Rivista DMA

Simili e vicini

Simili e viciniSi sono concluse da poco le celebrazioni per la festa annuale del grazie intorno al tema: Lanciare insieme il ponte della speranza. È rimasta nei nostri occhi l’immagine del ponte, che concretizza il progetto missionario di don Bosco e di Maria Domenica Mazzarello e che esprime il cammino di comunione e di apertura solidale in atto nelle nostre comunità e in ciascuna di noi. La metafora è suggestiva. Ma sappiamo bene che non è facile né scontato costruire ponti. Perché questo comporta demolire muri. Tracciare sentieri di unità dove ci sono divergenze. Uscire da spazi ristretti che danno sicurezza per aprirsi al nuovo e all’imprevisto. Rendere il cuore ospitale e accogliente.

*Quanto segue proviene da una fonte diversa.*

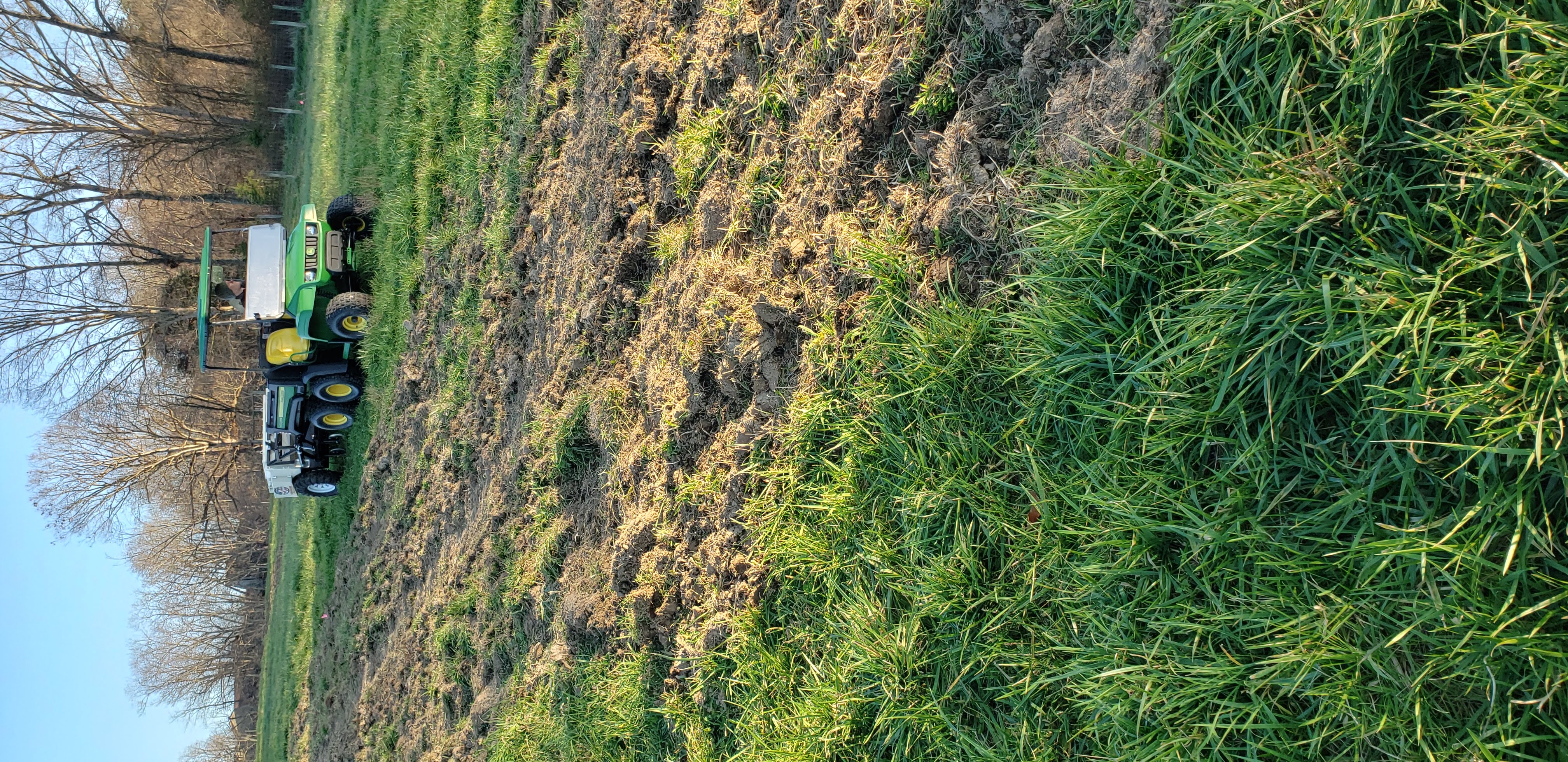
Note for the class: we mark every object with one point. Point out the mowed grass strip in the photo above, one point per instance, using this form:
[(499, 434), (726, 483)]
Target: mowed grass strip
[(280, 689), (1261, 457), (306, 535)]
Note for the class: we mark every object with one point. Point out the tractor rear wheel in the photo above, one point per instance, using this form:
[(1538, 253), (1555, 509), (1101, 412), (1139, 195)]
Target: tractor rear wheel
[(352, 215), (338, 388), (331, 416), (317, 484), (349, 316)]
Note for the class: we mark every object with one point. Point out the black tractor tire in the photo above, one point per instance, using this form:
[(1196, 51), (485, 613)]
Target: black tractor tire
[(352, 215), (316, 484), (330, 416), (338, 388), (349, 316)]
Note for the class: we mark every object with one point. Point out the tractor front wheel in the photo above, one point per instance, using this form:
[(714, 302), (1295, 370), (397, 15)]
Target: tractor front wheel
[(331, 416), (349, 316), (317, 484), (338, 388), (352, 215)]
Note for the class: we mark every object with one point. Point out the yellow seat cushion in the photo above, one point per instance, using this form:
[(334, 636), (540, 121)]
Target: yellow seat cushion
[(286, 346)]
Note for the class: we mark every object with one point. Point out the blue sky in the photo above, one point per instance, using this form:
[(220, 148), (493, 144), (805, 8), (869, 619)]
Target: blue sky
[(65, 637)]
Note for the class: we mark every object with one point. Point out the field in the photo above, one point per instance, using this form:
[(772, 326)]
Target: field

Spesso sono i poveri, gli svantaggiati, i piccoli ad avere il carisma dell’accoglienza, a scoprire la comune umanità che fa emergere la somiglianza più che la differenza. Per questo, molte volte, i poveri, i piccoli, i semplici sono i nostri maestri e sanno intuire dove c’è ingiustizia, paura, bisogno di sicurezza. Conoscono la solidarietà e la reciprocità. Nel mondo globalizzato è esploso il fenomeno della mobilità umana: un segno dei tempi. Ogni terra si connota ormai come mosaico di culture differenti, e si è chiamati a vivere fianco a fianco con immigrati, profughi, stranieri che chiedono uno spazio di vita e di realizzazione per sé e per i propri cari. Nonostante le remore legali che tendono ad impedire i flussi migratori.
Nell’Istituto da alcuni anni si sta portando avanti il progetto Per una casa comune nella diversità dei popoli. Le nostre comunità sono chiamate ad avere occhi e cuore aperti a questo fenomeno planetario, nuovo, complesso. Il contributo da offrire può essere limitato, ma non possiamo esimerci dalla sensibilizzazione al problema e dalla ricerca attiva di strade per risolverlo. Come comunità educanti, come famiglia salesiana, in rete con uomini e donne impegnati sulle stesse frontiere.
Intendiamo realizzare “tutto questo - precisa il progetto - perché il dialogo possa incidere ai vertici, ma dal basso, nei normali rapporti della vita quotidiana, dove la convivenza pacifica e l’armonizzazione delle diversità si fa più spontanea e concreta e fa sentire quel calore di carità che allarga il cuore e restituisce il gusto di vivere”.
Maria, donna che ha vissuto l’esilio e l’esclusione, ci provoca ad intensificare gesti di accoglienza in particolare nei confronti delle donne, delle bambine, dei bambini indifesi che abitano i nostri quartieri e arrivano nelle nostre case.